The Total Collateral Ratio (TCR) is a number representing system safety and the value of the system collateral vs. the amount of veUSD minted against it. The system will be in "recovery mode" if the TCR is below 150%. This calculation works like the AICR calculations above.
The goal of Recovery Mode is to encourage borrowers to take actions that swiftly restore the Total Collateral Ratio (TCR) above 150% and motivate veUSD holders to replenish the Stability Pool.
Economically, Recovery Mode incentivizes collateral top-ups and debt repayments, while also serving as a self-correcting deterrent. Its mere possibility helps steer the system away from ever triggering it.
While necessary, Recovery Mode is not an ideal state for the system.
While Recovery Mode has no impact on the soft liquidation fee, the borrowing fee is set to 0%
to maximally encourage borrowing (within the limits described above).
By increasing your Adjusted Collateral Ratio to 150%
or greater, your vault will be protected from liquidation. This can be done by adding collateral, repaying debt, or both.
150%
in Recovery Mode?You can be liquidated in recovery mode if your vault's adjusted collateral ratio is smaller than the TCR. In order to avoid liquidation in Normal Mode and Recovery Mode, a user should keep their vault collateral ratio above 150%.
ICR = Individual Collateral Ratio
MCR = Minimum Collateral Ratio
TCR = Total Collateral Ratio
SP = Stability Pool
Condition
Liquidation Behavior
ICR <=100%
Redistribute all debt and collateral (minus ETH gas compensation) to active vaults.
100% < ICR < MCR & SP veUSD > vault debt
veUSD in the Stability Pool is offset with the Vault's debt.
The vault's collateral (minus ETH gas compensation) is shared between stability pool depositors.
100% < ICR < MCR & SP veUSD < vault debt
The total Stability Pool veUSD is offset with an equal amount of debt from the vault. A fraction of the vault collateral (equal to the ratio of its offset debt to its entire debt) is shared between depositors.

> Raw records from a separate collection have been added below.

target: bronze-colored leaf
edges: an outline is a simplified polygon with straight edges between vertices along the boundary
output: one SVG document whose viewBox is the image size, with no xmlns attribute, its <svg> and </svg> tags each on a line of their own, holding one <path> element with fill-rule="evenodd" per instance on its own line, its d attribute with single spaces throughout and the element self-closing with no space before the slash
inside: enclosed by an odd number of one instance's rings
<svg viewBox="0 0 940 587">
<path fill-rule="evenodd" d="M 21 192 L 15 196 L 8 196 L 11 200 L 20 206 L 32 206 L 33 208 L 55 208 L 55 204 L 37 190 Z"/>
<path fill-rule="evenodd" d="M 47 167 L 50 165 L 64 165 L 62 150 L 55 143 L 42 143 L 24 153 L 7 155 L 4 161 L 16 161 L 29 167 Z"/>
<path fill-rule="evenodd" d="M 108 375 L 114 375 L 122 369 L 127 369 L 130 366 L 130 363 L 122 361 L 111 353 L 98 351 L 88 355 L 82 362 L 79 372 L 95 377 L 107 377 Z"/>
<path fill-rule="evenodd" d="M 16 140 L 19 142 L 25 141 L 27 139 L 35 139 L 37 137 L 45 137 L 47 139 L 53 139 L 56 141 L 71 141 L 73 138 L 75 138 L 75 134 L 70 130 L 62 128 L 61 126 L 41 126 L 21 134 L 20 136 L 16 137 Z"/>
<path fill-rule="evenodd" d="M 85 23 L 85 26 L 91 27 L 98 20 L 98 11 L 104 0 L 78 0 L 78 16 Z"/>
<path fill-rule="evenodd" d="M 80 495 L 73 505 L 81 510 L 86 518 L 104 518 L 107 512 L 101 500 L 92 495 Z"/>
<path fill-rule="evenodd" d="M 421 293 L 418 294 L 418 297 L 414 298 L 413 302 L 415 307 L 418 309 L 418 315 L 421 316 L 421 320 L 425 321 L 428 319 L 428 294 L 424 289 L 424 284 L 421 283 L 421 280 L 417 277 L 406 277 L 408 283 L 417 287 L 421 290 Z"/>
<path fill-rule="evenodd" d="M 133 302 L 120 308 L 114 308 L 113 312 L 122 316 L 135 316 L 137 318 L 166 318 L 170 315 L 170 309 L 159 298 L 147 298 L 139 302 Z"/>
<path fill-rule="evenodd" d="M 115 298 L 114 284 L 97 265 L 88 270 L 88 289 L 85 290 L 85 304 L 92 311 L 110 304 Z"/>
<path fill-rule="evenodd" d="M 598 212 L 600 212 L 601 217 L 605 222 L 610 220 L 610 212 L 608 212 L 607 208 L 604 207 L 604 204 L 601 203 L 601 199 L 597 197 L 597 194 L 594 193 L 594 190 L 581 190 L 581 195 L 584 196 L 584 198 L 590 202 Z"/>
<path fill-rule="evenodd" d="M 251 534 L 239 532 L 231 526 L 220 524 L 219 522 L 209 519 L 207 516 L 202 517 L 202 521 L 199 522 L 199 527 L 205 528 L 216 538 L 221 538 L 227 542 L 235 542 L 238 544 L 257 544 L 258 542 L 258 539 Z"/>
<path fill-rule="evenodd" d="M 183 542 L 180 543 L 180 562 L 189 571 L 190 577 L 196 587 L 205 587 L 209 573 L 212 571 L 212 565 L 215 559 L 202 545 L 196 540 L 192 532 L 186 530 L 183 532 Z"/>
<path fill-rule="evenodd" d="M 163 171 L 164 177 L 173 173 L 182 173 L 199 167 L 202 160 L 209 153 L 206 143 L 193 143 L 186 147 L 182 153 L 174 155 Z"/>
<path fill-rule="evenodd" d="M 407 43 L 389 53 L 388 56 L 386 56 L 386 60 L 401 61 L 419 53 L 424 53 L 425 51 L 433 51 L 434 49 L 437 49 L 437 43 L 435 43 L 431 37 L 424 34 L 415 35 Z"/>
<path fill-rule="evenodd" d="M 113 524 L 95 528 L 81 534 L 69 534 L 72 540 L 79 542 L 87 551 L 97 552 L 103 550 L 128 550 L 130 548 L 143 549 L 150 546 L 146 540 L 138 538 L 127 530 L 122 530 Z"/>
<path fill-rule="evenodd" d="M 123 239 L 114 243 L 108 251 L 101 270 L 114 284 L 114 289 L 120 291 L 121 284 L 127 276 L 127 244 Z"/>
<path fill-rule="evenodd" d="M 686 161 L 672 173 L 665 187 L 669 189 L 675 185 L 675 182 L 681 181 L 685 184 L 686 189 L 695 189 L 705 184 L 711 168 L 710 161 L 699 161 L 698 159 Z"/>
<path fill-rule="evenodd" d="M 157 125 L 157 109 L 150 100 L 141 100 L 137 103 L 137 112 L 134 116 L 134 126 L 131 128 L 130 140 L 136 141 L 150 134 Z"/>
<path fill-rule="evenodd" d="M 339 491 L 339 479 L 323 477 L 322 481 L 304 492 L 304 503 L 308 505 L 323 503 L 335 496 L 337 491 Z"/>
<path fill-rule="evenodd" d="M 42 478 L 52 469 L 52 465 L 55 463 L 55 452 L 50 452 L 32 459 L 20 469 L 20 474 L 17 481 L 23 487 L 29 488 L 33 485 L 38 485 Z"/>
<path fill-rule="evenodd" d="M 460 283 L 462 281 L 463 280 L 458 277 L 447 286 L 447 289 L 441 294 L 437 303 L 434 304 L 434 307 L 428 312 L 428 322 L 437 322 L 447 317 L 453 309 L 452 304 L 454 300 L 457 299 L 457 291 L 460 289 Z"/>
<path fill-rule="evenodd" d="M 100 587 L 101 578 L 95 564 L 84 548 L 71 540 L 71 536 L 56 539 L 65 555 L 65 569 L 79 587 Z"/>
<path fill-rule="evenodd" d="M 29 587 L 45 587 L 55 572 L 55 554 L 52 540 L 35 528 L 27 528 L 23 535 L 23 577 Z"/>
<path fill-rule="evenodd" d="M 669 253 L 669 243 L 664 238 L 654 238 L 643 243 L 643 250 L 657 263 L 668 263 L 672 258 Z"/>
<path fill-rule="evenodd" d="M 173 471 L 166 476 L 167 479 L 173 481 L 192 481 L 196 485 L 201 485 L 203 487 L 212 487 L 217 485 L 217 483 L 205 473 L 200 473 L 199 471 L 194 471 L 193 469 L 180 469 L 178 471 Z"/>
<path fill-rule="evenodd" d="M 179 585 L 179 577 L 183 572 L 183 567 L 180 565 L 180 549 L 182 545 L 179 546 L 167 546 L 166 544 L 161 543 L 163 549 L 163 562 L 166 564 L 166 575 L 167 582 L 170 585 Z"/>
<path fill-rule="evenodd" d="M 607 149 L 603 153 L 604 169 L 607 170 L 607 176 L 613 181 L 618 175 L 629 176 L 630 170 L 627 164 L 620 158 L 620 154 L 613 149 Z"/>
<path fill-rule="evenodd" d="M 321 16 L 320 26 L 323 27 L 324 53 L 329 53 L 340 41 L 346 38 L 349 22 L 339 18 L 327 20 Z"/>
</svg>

The remaining debt and collateral (minus ETH gas compensation) is redistributed to active vaults.
MCR <= ICR
& AICR < TCR
& SP veUSD >= Vault debt
In this case, the Stability Pool veUSD is offset with an equal amount of debt from the vault. A fraction of collateral with dollar value equal to 1.1 * debt
is shared between depositors.
Nothing is redistributed to other active vaults. Since its ICR was > 1.1
, the vault has a collateral remainder, which is sent to the CollSurplusPool
and is claimable by the borrower. The vault is closed.
MCR <= ICR & AICR < 150%
& SP veUSD < Vault debt
Do nothing. Because there is insufficient veUSD in the stability pool to fully offset, this vault is not liquidated
AICR >= 150%
Do nothing.
Liquidated collateral lost is capped at 110%
of a vault's debt. Specifically, the dollar value of the collateral sent to the stability pool is a maximum of 110% of the veUSD debt that is offset. Any remainder, i.e. the collateral above 110%
, can be reclaimed by the liquidated borrower using the standard web interface.
This means that a borrower will face the same liquidation “penalty” (10%
) in Recovery Mode as in Normal Mode if their vault gets liquidated.